In 1940, the Army put together a list of specifications for a new vehicle that could handle rough terrain and challenging weather conditions. 135 automotive companies were invited to try to design the new vehicle - but they had to do it within 49 days. The original specifications were printed in the Quartermaster Corps, on July 7, 1940. The specs required:
- A driving front axle with 2-speed transfer case including provisions for disengaging the front axle drive
- A body of rectangular design with a folding windshield and 3 bucket seats
- Increased engine power
- Means for towing
- 30-caliber machine gun mount
- Blackout lighting
- Oil-bath air cleaner
- Hydraulic brakes
- Full floating axles
- Wheelbase of 80"
- Maximum height of 40"
- Maximum weight of 1275 lbs.
- Approach and departure angles of 45 and 40 degrees, respectively
- Must reach 50 mph on hard surface
- Special bracing for a pintle hook setup
- No aluminum to be used for cylinder head
- At least 4 cylinders
- 8 of the 70 vehicles to be made had to be four-wheel-steer
The Bantam Company delivered its model on September 23, 1940, but it was 730 pounds overweight. Willys Overland provided two versions of its model called "the Quad" on November 11. Ford had their model, "the Pigmy" in by November 23. Both the Willys-Overland and the Ford models incorporated some of the Bantam designs -- which was understandable as they were were each given free access to Bantam's blueprints. The Army liked all three design and ordered 1500 of each. Testing led to modifications on all three, and the final versions were called the Bantam 40 BRC, the Willys MA and the Ford GP (G for Government, P for 80" wheelbase).

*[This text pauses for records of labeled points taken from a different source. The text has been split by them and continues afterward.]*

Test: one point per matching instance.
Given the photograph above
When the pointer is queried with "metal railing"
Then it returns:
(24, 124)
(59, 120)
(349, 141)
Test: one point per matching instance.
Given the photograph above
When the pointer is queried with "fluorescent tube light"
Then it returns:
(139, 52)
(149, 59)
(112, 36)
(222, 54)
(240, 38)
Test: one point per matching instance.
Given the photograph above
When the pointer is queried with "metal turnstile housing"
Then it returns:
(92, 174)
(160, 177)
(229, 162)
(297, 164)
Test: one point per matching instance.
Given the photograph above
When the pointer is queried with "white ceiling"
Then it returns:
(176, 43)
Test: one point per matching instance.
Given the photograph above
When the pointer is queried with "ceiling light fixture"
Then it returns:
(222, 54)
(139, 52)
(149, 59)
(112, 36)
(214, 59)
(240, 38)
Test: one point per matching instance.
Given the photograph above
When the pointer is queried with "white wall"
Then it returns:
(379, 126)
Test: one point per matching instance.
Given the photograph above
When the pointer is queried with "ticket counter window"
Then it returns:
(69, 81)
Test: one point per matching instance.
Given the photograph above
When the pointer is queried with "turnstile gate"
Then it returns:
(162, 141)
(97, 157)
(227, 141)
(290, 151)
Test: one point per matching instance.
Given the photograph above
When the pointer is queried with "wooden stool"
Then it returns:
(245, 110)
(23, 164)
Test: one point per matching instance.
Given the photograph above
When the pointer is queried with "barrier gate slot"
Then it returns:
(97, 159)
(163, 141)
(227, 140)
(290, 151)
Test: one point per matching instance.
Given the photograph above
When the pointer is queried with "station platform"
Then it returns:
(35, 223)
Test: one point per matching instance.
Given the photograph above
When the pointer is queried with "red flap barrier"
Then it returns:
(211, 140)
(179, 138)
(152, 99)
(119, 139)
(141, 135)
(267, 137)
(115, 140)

In 1941 the War Department narrowed production to one model, the Willys-Overland, because it met the task and was lower priced than the others. The single model was manufactured by both Wills-Overland and Ford under the name GPW - with the W representing "Willys." Willys-Overland and Ford produced more than 637,000 Jeeps between 1941 and 1945. The basic model was later modified to make military amphibious vehicles, ambulances, tractors, and mail delivery vehicles.
What's a Jeep?
The word "Jeep" was first coined during WWI. Major E.P. Hogan wrote a history of Jeep development for the Army's Quartermaster review in 1941. In it, he explained that the word "Jeep" "is an old Army grease monkey term that dates back to WWI and was used by shop mechanics in referring to any new motor vehicle received for a test." Jeep also likely was derived from the coding GP (G for Government, P for 80" wheelbase).
What About Popeye?
In 1936, the popular comic strip Popeye introduced the word Jeep with its character "Eugene the Jeep." Eugene could say the words "Jeep, Jeep."